I am writing to you to express my support for H.868 and S.489, two identical bills that are intended to mitigate the damaging impact of Combined Sewer Overflows on Massachusetts rivers such as the Merrimack, Connecticut, Taunton, Mystic, Charles and Nashua rivers, and Alewife Brook. These bills will accomplish two major goals that will help to vastly improve the health and vitality of our state’s rivers.

1 – Require the state DEP, or its designee, to test for bacteria downstream of Combined Sewer Overflow outfall pipes after CSO events occur, and then report this data to the public. Currently, there is no such testing and reporting happening. This testing will help to add much-needed data to help broaden the understanding of the health impacts of sewer discharges in Bay State rivers.

2 – If tests indicate a pattern of harmful bacteria levels at downriver locations, the bill requires that the DEP and sewer plants work together on a plan to reduce those levels. The sewer plants will receive priority funding to help them pay for the needed upgrades. 

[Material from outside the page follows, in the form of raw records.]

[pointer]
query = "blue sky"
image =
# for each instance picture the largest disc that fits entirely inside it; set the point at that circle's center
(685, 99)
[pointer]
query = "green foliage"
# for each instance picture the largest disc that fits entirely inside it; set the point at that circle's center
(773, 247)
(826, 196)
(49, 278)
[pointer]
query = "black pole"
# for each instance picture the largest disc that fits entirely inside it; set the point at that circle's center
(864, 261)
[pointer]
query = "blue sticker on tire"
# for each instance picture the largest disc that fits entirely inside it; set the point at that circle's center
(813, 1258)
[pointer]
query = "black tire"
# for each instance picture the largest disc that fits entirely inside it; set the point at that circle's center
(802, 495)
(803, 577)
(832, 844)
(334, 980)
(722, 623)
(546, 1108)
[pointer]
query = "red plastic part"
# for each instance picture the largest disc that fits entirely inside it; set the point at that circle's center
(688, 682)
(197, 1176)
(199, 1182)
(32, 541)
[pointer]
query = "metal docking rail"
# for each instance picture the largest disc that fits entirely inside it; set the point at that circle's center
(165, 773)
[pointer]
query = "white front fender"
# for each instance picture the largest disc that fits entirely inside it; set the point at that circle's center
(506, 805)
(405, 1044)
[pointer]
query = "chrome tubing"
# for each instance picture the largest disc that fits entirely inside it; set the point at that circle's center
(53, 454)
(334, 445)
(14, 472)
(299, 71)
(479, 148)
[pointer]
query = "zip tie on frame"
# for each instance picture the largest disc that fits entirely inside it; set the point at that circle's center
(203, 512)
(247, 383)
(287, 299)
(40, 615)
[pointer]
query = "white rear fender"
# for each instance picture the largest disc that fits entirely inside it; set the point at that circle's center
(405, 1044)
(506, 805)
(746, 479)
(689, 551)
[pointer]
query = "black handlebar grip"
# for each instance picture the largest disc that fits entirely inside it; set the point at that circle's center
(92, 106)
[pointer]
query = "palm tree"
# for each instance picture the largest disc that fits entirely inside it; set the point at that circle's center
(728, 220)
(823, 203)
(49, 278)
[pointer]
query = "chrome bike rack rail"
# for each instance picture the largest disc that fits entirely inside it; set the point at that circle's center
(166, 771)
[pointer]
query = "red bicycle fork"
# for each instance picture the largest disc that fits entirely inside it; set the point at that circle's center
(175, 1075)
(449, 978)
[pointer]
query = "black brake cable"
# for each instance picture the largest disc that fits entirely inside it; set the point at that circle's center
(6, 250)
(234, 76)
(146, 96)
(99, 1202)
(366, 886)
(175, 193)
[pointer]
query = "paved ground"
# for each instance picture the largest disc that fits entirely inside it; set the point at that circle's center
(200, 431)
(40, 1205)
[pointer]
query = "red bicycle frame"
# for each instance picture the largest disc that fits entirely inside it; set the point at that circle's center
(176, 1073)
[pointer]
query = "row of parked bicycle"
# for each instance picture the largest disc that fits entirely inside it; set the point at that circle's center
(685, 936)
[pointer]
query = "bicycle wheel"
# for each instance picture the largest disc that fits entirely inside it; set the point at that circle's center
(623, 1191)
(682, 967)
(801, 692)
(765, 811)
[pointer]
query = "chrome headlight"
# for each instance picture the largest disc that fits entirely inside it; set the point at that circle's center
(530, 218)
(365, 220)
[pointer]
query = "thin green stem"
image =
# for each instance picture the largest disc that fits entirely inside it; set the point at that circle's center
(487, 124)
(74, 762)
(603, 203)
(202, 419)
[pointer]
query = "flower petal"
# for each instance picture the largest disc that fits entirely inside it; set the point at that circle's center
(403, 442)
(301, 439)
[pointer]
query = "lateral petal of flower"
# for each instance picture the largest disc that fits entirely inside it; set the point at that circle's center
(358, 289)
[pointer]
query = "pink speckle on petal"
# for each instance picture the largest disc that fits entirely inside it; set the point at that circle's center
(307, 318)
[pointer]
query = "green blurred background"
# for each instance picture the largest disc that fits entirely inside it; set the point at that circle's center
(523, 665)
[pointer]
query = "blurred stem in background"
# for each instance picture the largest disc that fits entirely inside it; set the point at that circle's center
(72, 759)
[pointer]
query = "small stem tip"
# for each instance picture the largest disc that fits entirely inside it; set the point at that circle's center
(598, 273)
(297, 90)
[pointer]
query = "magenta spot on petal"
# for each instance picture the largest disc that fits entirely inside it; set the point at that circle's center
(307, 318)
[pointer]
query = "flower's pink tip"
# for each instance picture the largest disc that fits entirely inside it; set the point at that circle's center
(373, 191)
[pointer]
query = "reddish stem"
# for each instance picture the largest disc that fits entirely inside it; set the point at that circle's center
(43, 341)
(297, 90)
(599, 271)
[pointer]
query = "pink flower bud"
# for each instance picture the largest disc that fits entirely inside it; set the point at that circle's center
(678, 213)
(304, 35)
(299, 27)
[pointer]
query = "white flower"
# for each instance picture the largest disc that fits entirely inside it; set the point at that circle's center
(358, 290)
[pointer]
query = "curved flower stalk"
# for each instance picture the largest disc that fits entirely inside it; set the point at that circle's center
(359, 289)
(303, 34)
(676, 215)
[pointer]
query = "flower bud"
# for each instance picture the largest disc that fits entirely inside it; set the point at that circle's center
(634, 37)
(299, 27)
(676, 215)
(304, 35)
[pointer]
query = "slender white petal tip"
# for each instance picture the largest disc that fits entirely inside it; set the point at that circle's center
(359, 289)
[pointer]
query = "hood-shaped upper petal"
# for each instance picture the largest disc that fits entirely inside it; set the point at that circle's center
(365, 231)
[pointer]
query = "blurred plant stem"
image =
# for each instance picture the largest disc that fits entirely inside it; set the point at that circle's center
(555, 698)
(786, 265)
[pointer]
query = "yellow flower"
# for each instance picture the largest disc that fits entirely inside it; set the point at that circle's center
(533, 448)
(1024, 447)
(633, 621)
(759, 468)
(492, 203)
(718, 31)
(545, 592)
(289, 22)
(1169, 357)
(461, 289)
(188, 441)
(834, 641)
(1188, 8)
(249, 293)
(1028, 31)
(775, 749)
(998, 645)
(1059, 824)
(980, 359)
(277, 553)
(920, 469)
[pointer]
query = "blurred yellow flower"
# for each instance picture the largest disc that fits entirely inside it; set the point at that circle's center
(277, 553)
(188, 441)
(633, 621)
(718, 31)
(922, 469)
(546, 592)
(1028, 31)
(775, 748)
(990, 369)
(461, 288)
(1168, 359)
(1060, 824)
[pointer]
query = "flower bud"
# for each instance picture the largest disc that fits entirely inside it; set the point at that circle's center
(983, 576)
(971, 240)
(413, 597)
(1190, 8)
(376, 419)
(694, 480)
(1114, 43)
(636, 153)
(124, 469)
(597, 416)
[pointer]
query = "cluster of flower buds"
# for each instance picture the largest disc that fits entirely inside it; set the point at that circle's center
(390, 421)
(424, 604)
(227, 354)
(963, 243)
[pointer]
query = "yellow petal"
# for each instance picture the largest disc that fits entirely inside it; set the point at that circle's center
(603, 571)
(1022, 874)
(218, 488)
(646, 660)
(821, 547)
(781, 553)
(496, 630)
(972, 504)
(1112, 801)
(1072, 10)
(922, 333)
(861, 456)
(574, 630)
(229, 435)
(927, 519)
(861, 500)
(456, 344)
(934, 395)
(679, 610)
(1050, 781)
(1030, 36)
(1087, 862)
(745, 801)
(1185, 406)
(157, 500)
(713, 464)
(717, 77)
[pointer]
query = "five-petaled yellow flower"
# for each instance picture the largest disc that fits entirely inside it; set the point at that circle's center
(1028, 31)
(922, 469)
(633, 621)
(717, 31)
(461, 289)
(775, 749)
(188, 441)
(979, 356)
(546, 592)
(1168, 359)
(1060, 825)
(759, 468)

Bacteria in our rivers from sewer plants is a substantial health risk to humans and animals. Many of our rivers are heavily used for recreation, such as swimming, kayaking, and fishing, Yet the vast majority of people who recreate in our rivers are not aware that the water can contain dangerously high levels of bacteria generated from discharged sewage. This can result in serious health problems, such as bacteria infections, ringworm, and acute intestinal issues that can require hospitalization.

Many of the state’s CSO discharges are located in environmental justice communities, such as Springfield, Lawrence and Lowell, where the impact can be acutely felt but funding is not readily available to mitigate the problem.

Some of the rivers where CSO events occur — notably the Merrimack — are also primary sources of public drinking water for hundreds of thousands of Bay State residents.

These bills will help Massachusetts take vital steps toward tackling the enormous quantity of sewage that is released into our rivers every year, and making our rivers cleaner and healthier for all.